Oh come on. Capitalism is the greatest life-saver in human history? If you're talking about the wealth and high living standards of the industrial West, then it should be fairly obvious that science, technology, and other forms of cultural development had as much to do with creating wealth as anything. And John, your defense of capitalism was just as bogus. You weren't defending a political-economics. You were just defending the ten commandments, or the ones about not stealing and telling lies anyway. You can take whatever grand attributes or heroic sentiments you like and hang them on capitalism like so many christmas ornaments (in my mind these would be really tacky, rockwellian ornaments), but that's really just a way to change the subject, which is about where the money and power flows in our society. What happens when we practice free-market capitalism as the conservatives like it and what happens when the liberals impose their restrictions on capitalism? In this country, both parties are in favor of capitalism, it's just a matter of degree. Some liberal programs like the New Deal, Medicare, The G.I. Bill and even the post office could rightly be called socialist programs. Whether or not you think such things are a good idea pretty much defines left and right.
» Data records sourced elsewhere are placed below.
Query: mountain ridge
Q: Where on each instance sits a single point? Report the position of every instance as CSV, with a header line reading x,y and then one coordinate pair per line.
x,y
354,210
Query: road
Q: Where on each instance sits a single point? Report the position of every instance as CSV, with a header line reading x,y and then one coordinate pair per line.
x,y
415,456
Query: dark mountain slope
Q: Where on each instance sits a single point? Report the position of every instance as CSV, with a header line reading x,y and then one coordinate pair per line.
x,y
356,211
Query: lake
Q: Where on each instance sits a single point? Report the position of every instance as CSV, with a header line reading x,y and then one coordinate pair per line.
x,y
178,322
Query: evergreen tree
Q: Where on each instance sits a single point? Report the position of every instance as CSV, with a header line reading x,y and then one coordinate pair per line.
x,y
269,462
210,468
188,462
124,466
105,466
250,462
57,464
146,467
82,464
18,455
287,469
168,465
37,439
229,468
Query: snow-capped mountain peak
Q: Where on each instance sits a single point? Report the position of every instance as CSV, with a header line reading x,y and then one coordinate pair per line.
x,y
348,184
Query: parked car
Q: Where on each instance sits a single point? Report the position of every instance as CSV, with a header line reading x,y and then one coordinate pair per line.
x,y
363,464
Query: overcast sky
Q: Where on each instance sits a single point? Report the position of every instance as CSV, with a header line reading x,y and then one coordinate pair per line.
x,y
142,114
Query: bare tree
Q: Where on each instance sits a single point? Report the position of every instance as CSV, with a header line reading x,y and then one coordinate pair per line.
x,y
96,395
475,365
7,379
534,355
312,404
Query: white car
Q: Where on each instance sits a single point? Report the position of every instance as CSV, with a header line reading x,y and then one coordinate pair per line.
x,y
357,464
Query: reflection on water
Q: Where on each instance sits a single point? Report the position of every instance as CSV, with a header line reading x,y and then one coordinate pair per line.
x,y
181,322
The other day I learned that there was a fascist plot to raise an army of 500,000 men and take the white house from FDR in a coup d'etate. The General they tried to recruit to lead this army exposed the plot before a congressional committee in 1934. He told them that the backers were Wall Street big wigs and he named names. Familiar names like Du Pont, J.P.Morgan and other capitalist heros were included and Douglas MacArthur was their second choice to lead the fascist army. This was at a time when radio preachers and priests praised German fascism openly and when Pat Buchanan was a little boy, a portrait of Mussolini was lovingly hung in the family home. 

What's my point? Fascism has a certain feel, a certain attitude, a certain aesthetic and we can know what it is in our own culture. There are names and dates and events that go way back to when they invented fascism in the 1920's. I mean, it's not hard to document this history and it's a known quantity in that respect, but there is also a know-it-when-you-see-it thing that conservatives seem to lack. Or maybe it's a form of denial. But I think the proximity between big capital and fascism is something conservatives really, really ought to notice. Mussolini, the inventor of fascism, said that it really should be called "Corporatism" because it is essentially government by the corporations. 

What was that about there being five lobbyists for every representative in Washington? Who can deny that corporations run the US government?



What did the Supreme Court decide the other day about the free speech rights of corporations?


Okay, if this were the year 1710, I'd be a free-market guy and say boo! to the King. But to be a free-market purist in this world is kinda nuts.